KALP SEVMEKTEN YORULMAZ!...
"İman etmedikçe cennete giremezsiniz. Birbirinizi (gerçek manada) sevmedikçe de iman etmiş olmazsınız." (Müslim–Tirmizi)
* * *
Hayatımız boyunca birlik, beraberlik, kardeşlik sloganları atmışız. Kardeşiz demişiz. "Müminler ancak kardeştir" ayetini dillendirmişiz. Kardeş olmak zor, kardeş kalabilmek daha da zor bunu hiç hesaba katmamışız. Kardeş olmuşuz, arkadaş olmuşuz, dost olduğumuzu zannetmişiz. Dostum dediğimizi yeri geldiğinde bir kalemde atıvermişiz.
* * *
Oysa dost, güvendiğimiz dağ.
Ardından gidebileceğimiz kişi.
Sırrımızı paylaştığımız, dertlerimizle dertlenen, sevincimizle sevinen yoldaş.
Dost, her ne olursa olsun terk etmeyen!
Yarıda bırakmayan! Kullanmayan, kullandırmayan.
Dost unutmak sözünü literatüründen silip atan yürek.
Mücadele arkadaşımız. Simidimizin diğer yarısının sahibi.
Dost ayna, onda kendimizi gördüğümüz.
Hüzünlendiğinde akıttığımız göz yaşlarımızın sebebi.
Yalnızlığımızı kar gibi eriten, yüzümüze kapanmayan tek kapı.
Tutunduğumuz dal, bizi düzeltmek adına uyaran.
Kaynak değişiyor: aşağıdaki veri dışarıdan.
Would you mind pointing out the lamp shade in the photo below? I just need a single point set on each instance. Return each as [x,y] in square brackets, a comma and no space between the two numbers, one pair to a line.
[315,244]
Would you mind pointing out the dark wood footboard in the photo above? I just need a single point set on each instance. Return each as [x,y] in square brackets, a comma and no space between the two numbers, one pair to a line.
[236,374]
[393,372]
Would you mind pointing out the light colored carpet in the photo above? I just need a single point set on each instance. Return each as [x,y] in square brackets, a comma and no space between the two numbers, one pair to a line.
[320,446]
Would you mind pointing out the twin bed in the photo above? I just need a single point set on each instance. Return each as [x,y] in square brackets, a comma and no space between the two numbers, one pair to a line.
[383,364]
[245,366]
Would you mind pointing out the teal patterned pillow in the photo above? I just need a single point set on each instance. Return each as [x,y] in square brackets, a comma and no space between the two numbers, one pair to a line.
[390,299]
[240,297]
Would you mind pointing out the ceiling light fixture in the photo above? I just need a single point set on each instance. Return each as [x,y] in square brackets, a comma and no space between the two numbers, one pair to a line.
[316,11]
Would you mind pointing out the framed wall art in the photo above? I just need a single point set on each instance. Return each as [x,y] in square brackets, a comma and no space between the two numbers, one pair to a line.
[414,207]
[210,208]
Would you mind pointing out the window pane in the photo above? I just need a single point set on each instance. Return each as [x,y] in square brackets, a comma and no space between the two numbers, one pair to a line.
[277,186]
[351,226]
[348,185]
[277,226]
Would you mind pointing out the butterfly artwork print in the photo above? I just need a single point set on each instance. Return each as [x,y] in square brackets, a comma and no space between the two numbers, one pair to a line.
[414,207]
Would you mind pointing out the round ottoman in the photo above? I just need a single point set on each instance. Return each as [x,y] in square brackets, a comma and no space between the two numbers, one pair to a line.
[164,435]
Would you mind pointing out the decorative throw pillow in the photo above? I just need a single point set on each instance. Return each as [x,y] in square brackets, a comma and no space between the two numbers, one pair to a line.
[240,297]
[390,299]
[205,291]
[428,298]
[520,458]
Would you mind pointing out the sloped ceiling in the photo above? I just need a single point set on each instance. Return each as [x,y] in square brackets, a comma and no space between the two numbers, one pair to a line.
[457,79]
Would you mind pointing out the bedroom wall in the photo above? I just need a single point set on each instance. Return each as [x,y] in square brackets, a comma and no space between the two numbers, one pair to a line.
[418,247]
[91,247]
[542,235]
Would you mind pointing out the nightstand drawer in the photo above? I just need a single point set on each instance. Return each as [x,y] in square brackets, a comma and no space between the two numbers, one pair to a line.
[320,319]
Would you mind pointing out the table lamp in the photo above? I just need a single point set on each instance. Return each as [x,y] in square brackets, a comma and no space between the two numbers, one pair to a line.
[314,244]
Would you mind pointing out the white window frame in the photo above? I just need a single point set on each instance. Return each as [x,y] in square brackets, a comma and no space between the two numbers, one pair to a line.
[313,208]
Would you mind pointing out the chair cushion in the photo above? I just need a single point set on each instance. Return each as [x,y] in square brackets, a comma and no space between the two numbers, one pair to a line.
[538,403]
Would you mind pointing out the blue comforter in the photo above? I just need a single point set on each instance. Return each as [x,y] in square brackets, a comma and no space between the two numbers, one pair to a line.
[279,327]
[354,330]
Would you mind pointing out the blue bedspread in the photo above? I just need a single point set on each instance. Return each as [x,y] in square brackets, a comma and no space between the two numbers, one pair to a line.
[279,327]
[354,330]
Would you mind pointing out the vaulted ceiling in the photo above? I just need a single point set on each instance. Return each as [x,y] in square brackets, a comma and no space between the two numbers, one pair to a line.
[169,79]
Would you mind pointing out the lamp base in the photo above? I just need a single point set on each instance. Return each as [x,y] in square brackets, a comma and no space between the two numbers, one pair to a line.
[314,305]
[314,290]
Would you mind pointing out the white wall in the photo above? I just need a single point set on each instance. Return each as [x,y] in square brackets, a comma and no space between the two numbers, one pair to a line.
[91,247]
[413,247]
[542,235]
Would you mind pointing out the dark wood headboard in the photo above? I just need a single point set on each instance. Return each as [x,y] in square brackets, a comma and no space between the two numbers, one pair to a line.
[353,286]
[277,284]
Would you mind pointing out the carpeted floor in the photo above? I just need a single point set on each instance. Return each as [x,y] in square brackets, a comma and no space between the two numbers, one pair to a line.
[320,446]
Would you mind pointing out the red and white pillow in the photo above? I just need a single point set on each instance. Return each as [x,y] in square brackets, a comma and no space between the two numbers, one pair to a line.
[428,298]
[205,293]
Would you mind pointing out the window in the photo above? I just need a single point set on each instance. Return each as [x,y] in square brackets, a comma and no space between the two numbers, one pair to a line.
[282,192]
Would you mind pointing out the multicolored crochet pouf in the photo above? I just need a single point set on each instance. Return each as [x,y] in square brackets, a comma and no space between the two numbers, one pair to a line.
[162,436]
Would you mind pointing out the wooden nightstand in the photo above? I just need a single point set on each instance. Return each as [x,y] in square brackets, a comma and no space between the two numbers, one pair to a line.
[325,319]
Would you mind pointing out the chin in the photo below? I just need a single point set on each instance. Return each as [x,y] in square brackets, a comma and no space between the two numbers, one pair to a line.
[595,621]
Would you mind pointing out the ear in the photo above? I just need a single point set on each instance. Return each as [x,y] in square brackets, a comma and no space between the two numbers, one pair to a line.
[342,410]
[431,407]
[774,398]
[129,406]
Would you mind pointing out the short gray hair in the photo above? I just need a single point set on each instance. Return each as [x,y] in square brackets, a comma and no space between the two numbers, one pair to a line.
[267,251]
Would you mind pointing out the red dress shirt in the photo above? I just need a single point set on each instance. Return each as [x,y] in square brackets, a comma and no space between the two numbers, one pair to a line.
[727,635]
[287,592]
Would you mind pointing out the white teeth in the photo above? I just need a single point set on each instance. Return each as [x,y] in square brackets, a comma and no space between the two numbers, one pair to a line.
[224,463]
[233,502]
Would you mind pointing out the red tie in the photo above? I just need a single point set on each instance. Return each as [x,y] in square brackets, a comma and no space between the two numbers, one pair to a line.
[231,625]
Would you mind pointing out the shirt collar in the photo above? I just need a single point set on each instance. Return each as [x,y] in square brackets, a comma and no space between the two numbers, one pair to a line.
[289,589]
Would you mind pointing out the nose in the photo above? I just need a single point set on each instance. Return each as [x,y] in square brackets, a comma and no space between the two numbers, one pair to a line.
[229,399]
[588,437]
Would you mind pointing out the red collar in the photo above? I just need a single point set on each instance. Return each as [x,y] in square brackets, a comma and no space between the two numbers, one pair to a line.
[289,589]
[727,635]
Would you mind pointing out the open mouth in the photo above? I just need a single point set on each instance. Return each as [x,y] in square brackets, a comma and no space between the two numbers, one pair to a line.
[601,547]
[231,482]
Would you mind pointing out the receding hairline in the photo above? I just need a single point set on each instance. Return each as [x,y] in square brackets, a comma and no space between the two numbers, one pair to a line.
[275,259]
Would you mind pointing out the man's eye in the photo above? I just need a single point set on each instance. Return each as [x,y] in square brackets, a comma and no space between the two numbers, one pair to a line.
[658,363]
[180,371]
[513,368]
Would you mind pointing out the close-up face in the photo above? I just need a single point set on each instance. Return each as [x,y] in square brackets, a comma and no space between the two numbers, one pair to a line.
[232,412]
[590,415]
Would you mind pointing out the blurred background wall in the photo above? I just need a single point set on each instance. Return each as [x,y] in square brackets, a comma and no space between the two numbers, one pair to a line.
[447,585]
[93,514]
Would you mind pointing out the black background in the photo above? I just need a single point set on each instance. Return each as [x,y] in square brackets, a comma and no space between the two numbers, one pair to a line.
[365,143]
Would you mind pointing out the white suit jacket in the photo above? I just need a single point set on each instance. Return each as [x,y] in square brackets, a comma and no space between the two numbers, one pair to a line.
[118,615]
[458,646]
Omzu, başımızı koymaya her an hazır…
* * *
Evet uzar gider bu şekilde. Biz dost olduğumuzu, kardeş olduğumuzu iddia etmişiz ama gerçek manada sevmemişiz birbirimizi. Sevgi sloganları atarken de, dostum kardeşim diye başlayan edebiyatlarımızda bile sevgi kavramını hep unutmuşuz. Sevgi, sevgili, sevdiğim kişi diyememişiz. Belki de gerçekten yürekten sevmemişiz birbirimizi. Dostum dediklerimizle bir gün sonra düşman oluvermişiz. Kardeşim diye tanıttıklarımızı unutuvermişiz bir zaman sonra. Altını sevgi ile besleyemediğimiz dostluk ve kardeşçiklerimiz olmuş.
* * *
"Dostunu aşırı övme mutedil ol, bir gün düşmanın olabilir. Düşmanında da mutedil ol, bir gün dostun olabilir" sözünü unutmuşuz. Bir gün önce överek göklere çıkardıklarımızı ertesi gün işimize gelmeyince kâfir, müşrik ilan etmişiz. Bir gün önce tanıştırırken kardeşim diye takdim ettiklerimizi, "o yaramaz adam" diye anar olmuşuz. Dostluklarımızı ve kardeşliklerimizi sevgiyle sulayamamışız. Sevgiyle yoğuramamışız. Sevgiyle şekillendirememişiz. Sevgiyle bakmamış ve gözlerinin içine bakarak "seni seviyorum kardeşim, dostum" diyememişiz. Her lafın başında peygamberi örnek edindiğimizi söyleyen, yazan, haykıran bizler onun sevgi çemberine yaklaşamamışız bile. Ondan öğrenmedik mi vefayı, kardeşliği, dostluğu, sevgiyi? Ondan öğrenmedik mi sevdiğini söyleme gerekliliğini?